Düsseldorf - Eine Woche, nachdem er selbst positiv auf Corona getestet worden war, hat sich Innenminister Herbert Reul (68, CDU) in einer E-Mail an alle Mitarbeiter gewandt.

Der NRW-Innenminister Herbert Reul (68, CDU) muss aktuell von zu Hause arbeiten.
Der NRW-Innenminister Herbert Reul (68, CDU) muss aktuell von zu Hause arbeiten.  © Henning Kaiser/dpa

Demnach seien außer ihm "aktuell noch zehn weitere Kolleginnen und Kollegen aus meinem Ministerbüro und meinem Personenschutzkommando infiziert", so Reul in dem Schreiben vom Montag, das der Deutschen Presse-Agentur vorliegt.

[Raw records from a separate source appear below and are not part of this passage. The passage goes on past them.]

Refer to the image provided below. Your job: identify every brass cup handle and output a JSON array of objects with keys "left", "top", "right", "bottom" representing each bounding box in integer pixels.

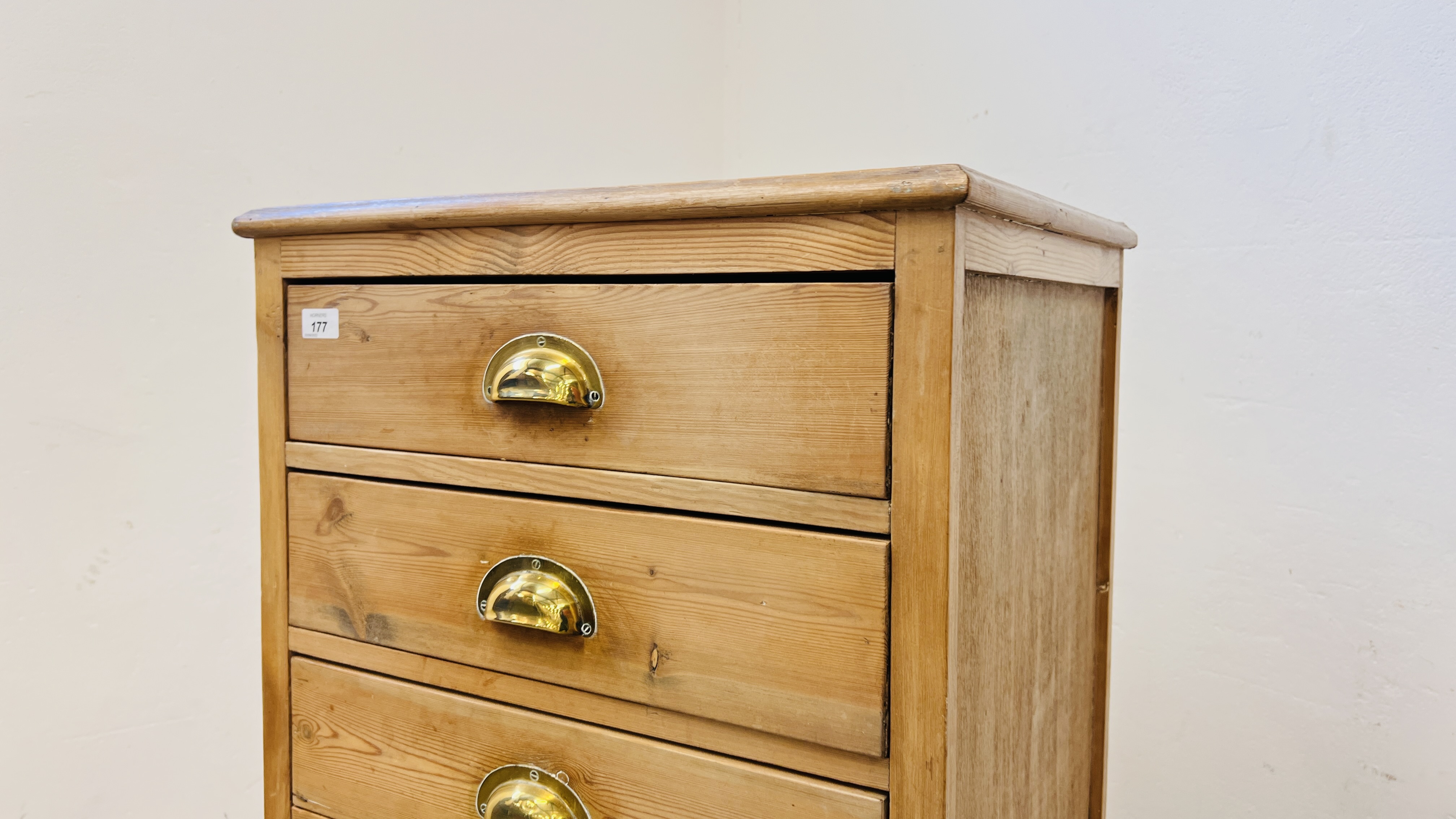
[
  {"left": 481, "top": 332, "right": 607, "bottom": 410},
  {"left": 474, "top": 765, "right": 591, "bottom": 819},
  {"left": 474, "top": 555, "right": 597, "bottom": 637}
]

"Mir persönlich geht es − den Umständen entsprechend − einigermaßen gut", schreibt Reul in der Email: "Ich habe zwar nach wie vor mit grippeähnlichen Symptomen zu kämpfen, komme aber ganz gut zurecht."

Seine "größte Sorge" gelte den ebenfalls infizierten Personen.

In der Quarantäne habe er sich gut eingerichtet.

"Inzwischen habe ich unseren Wohnzimmertisch zum Schreibtisch umfunktioniert und führe von dort aus meine Amtsgeschäfte."

Es sei "vielleicht gar nicht so schlecht, dass ich auf diese Weise auch einmal die Widrigkeiten kennenlerne, mit denen viele von Ihnen tagtäglich im Home Office zu kämpfen haben", so Reul.

Der NRW-Innenminister wurde vergangene Woche positiv auf das Coronavirus getestet.